第116話 筑前煮のお手伝い


 助さんは何かを焼きながらたくさんの野菜を切っていたようで、作業台にはまた大きなボールがたくさん積み上げるように置かれていた。



「野菜をたくさん切ったは良いんだけど、手狭になってきちゃって。ローテーブルの方に移動させてもらっても良い?」


「分かりました」



 助さんが運んで欲しいと言ったものを順番にローテーブルの方に運んでいく。横に並べるように広げていくと、ギリギリだったけど全てのボールを置くことができた。



「ありがとう。助かったよ」



 助さんはそう言いながら次々と野菜を切っていく。ダダダッと切られた野菜は弧を描いて隣に置かれたボールにそのまま放り込まれていく。流石の凄技だ。



「これもお願い」


「はい! あ、でもローテーブルはいっぱいになっちゃいました」


「え、もう? うーん、筑前煮だけ作っちゃおうかな。サクちゃん、インゲンマメが入ってる一番大きいボールを取ってくれる?」



 助さんに言われてローテーブルの方に行くと、一番大きなボールにインゲンマメやニンジン、レンコンなんかが山のように入っていた。さっき運んだときも物凄く重たかったやつだ。



「よっこいしょ」



 慎重に持ち上げたボールを両手で持ってキッチンに向かうと、助さんはそれを片手で受け取って軽々と運んだ。そしてボールをひっくり返して中身をごろごろと鍋に流し込んでいく。だけど鍋もいつも見るやつの何倍も大きくて、コンロに収まり切っていない。



「これ、どうするんですか?」


「ん? 裏で煮込むんだよ」


「裏?」



 ボクがキョトンとしているのを見た助さんは悪戯っぽくニッと笑って、鍋を片手に持ってボクを手招きした。連れられるままに助さんについて行くと、色守荘の裏の流し場の横に焚き火が用意されていた。



「これは、えっと?」


「これは僕がさっき起こしておいたの。毎年一気に作りたい煮物はここで煮込んじゃうんだよね」


「そうなんですか」


「火の番をシヨウに頼んでたんだけど……いないな」



 冬木紫陽さんは今年村に来てくれた小学校の先生だ。助さんはよく小学校の手伝いにも行くからそこで仲良くなったらしい。

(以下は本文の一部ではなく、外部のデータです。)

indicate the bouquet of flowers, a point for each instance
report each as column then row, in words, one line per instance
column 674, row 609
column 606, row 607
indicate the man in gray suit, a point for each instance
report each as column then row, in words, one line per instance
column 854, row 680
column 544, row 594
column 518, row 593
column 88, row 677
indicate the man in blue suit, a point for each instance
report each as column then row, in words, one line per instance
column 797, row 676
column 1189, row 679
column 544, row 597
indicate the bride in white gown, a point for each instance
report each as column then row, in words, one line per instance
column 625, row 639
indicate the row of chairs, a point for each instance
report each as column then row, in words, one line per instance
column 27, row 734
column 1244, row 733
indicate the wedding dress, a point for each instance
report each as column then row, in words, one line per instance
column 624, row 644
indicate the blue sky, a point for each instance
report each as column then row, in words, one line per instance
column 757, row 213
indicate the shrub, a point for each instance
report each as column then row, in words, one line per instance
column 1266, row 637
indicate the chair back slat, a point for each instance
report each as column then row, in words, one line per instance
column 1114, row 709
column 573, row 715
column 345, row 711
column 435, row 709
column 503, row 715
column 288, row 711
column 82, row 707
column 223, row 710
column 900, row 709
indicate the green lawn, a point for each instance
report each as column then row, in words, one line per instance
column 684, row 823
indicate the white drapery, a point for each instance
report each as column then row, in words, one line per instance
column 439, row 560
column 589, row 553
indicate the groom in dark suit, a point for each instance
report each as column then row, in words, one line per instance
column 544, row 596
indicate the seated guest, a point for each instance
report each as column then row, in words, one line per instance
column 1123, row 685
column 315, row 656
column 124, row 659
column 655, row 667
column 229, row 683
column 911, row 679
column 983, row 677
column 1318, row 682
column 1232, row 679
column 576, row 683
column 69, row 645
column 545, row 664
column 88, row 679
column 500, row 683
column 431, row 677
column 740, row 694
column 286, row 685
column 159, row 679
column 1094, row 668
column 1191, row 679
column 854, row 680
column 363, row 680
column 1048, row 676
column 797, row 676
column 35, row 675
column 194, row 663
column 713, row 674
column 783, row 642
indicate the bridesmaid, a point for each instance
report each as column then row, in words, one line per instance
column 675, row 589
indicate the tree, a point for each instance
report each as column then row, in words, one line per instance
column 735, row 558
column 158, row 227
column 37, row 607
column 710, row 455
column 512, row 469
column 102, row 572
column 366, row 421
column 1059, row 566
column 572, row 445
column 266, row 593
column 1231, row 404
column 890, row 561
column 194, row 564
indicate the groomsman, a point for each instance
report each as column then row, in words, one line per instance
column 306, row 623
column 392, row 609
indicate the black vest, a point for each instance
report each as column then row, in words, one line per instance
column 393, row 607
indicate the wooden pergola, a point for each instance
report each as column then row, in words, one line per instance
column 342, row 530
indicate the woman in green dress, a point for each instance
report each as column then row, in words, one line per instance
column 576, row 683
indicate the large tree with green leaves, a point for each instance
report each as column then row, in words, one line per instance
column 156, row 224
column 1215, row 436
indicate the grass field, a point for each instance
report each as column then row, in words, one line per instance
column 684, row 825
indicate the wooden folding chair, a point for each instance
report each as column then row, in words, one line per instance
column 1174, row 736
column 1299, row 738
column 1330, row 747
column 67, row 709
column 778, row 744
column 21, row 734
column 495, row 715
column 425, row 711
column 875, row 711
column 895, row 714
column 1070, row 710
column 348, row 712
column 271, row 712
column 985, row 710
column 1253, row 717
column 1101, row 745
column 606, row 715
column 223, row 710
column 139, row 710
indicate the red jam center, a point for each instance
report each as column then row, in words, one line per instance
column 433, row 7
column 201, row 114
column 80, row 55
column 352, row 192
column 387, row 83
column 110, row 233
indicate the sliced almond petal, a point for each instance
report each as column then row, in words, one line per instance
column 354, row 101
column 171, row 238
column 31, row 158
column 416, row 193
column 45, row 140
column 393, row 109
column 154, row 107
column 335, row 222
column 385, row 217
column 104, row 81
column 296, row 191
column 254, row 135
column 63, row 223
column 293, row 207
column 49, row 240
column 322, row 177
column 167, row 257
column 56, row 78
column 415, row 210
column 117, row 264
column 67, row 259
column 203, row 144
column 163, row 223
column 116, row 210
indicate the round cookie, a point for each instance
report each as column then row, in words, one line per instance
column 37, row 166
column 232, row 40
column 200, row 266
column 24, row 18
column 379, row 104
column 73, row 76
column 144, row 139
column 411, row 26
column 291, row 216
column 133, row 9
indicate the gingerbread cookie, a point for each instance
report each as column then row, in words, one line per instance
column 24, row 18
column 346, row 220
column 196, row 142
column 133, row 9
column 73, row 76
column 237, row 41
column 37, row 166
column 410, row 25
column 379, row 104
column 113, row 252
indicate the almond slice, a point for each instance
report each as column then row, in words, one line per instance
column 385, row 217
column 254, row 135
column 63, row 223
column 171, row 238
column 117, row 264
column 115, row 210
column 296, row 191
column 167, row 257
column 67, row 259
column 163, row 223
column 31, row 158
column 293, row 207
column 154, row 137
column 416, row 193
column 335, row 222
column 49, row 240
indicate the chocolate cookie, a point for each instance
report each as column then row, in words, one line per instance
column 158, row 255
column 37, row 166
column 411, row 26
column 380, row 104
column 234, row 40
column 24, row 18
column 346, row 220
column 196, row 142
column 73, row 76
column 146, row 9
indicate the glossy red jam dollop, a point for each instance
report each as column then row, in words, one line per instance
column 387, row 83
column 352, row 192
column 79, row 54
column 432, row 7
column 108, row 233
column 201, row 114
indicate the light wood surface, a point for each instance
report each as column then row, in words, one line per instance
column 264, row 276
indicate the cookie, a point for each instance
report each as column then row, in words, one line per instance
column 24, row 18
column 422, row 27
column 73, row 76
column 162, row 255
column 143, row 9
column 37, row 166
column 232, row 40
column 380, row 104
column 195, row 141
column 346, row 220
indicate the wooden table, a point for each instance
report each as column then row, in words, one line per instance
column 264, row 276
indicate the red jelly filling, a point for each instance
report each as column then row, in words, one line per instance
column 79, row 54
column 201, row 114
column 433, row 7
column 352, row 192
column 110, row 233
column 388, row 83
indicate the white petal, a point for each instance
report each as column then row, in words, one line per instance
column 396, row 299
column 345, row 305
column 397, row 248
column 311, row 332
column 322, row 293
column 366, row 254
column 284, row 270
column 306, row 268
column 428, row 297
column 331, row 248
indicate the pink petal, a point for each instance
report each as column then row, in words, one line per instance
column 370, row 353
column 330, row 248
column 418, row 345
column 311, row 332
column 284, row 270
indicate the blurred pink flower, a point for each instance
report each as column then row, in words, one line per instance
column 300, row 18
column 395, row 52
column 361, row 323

 シヨウさんは元気な人だ。助さんといるとテンションが合って居心地が良いと教えてくれた。助さんもシヨウさんといることが楽しいらしくて、



「あんな感じだけど真面目な奴だし、何かよんどころない事情があったんだろうね」


「よんどころ?」


「まあ、どうしようもないとか、そんな感じかな」


「なるほど」


「だけど火の放置は危ないな」



 助さんがそう呟いた瞬間、助さんの後ろの茂みがガサゴソと揺れた。ボクは慌てて威嚇の体勢を取る。けれど茂みから出てきたのは見知った顔だった。



「バーン!」


「ツバキさん!」



 飛び出してきたのは夏井椿さん。シヨウさんと同じく小学校の先生で、今年で三十路なはずなのにいつまで経っても子どもっぽい悪戯が好きな人、らしい。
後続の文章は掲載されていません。